Technical Articles and Newsletters

Solving Large-Scale Optimization Problems with MATLAB: A Hydroelectric Flow Example

By Seth DeLand, MathWorks

Setting up and solving a large optimization problem for portfolio optimization, constrained data fitting, parameter estimation, or other applications can be a challenging task. As a result, it is common to first set up and solve a smaller, simpler version of the problem and then scale up to the large-scale problem.
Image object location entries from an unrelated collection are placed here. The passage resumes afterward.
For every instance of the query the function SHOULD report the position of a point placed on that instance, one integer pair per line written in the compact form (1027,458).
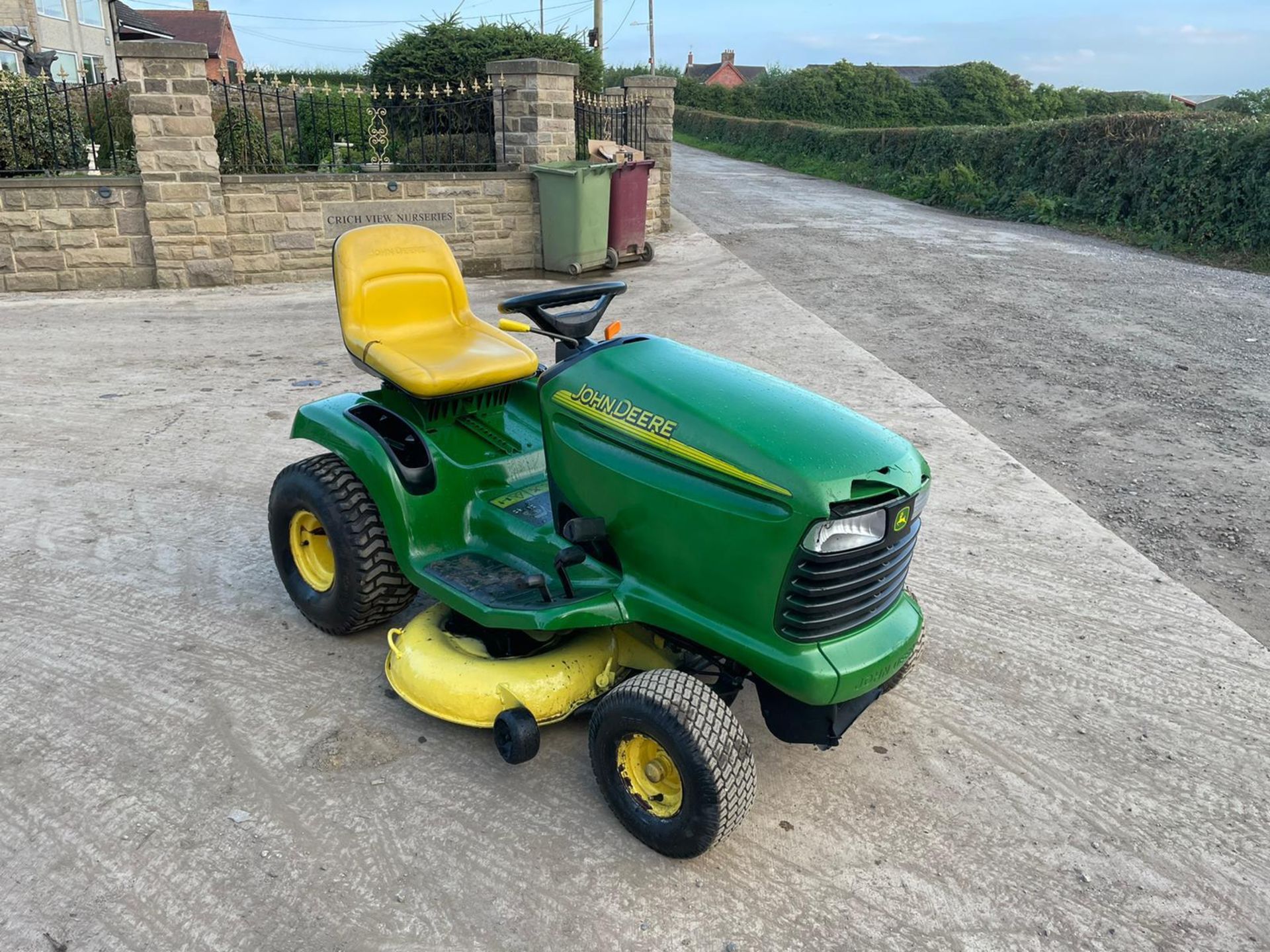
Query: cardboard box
(605,150)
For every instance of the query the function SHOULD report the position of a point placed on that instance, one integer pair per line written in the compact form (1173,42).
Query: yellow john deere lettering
(647,427)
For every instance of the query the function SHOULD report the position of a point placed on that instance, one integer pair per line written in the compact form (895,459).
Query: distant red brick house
(210,27)
(726,73)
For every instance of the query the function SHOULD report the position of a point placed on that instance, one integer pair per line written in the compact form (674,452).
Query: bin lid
(572,168)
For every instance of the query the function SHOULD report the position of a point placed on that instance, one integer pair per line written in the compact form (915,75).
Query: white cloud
(1195,36)
(894,38)
(1060,61)
(816,41)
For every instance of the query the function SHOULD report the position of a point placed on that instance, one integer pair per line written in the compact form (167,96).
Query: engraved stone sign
(436,214)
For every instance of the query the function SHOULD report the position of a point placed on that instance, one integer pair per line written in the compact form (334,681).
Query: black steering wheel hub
(575,324)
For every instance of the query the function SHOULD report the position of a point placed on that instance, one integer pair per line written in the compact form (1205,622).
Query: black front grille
(827,596)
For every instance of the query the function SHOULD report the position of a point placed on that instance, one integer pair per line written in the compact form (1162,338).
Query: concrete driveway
(1080,764)
(1136,382)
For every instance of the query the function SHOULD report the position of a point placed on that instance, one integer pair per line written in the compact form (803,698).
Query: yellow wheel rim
(651,775)
(312,553)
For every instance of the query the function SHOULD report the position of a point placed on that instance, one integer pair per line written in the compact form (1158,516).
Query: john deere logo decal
(647,427)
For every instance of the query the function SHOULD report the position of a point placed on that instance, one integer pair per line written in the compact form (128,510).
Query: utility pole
(599,41)
(652,48)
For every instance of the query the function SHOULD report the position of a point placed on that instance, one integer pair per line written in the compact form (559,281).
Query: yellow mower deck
(454,678)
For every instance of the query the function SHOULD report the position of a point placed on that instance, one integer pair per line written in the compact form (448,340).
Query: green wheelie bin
(574,202)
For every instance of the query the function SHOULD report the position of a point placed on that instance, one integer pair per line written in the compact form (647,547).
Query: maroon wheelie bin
(628,211)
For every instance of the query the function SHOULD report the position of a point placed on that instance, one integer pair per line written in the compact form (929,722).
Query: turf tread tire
(381,590)
(910,666)
(708,744)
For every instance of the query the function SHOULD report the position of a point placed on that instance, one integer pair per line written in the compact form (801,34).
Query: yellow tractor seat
(404,314)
Working with a smaller version reduces the time that it takes to identify key relationships in the model, makes the model easier to debug, and enables you to identify an efficient solution that can be used for the large-scale problem.

This article describes three techniques for finding a control strategy for optimal operation of a hydroelectric dam (Figure 1): using a nonlinear optimization algorithm, a nonlinear optimization algorithm with derivative functions, and quadratic programming.

  Figure 1. A hydroelectric dam.

Working with MATLAB®, Optimization Toolbox and Symbolic Math Toolbox, we will start by solving a smaller version of the problem and then scale up to the large-scale problem once we have found an appropriate solution method.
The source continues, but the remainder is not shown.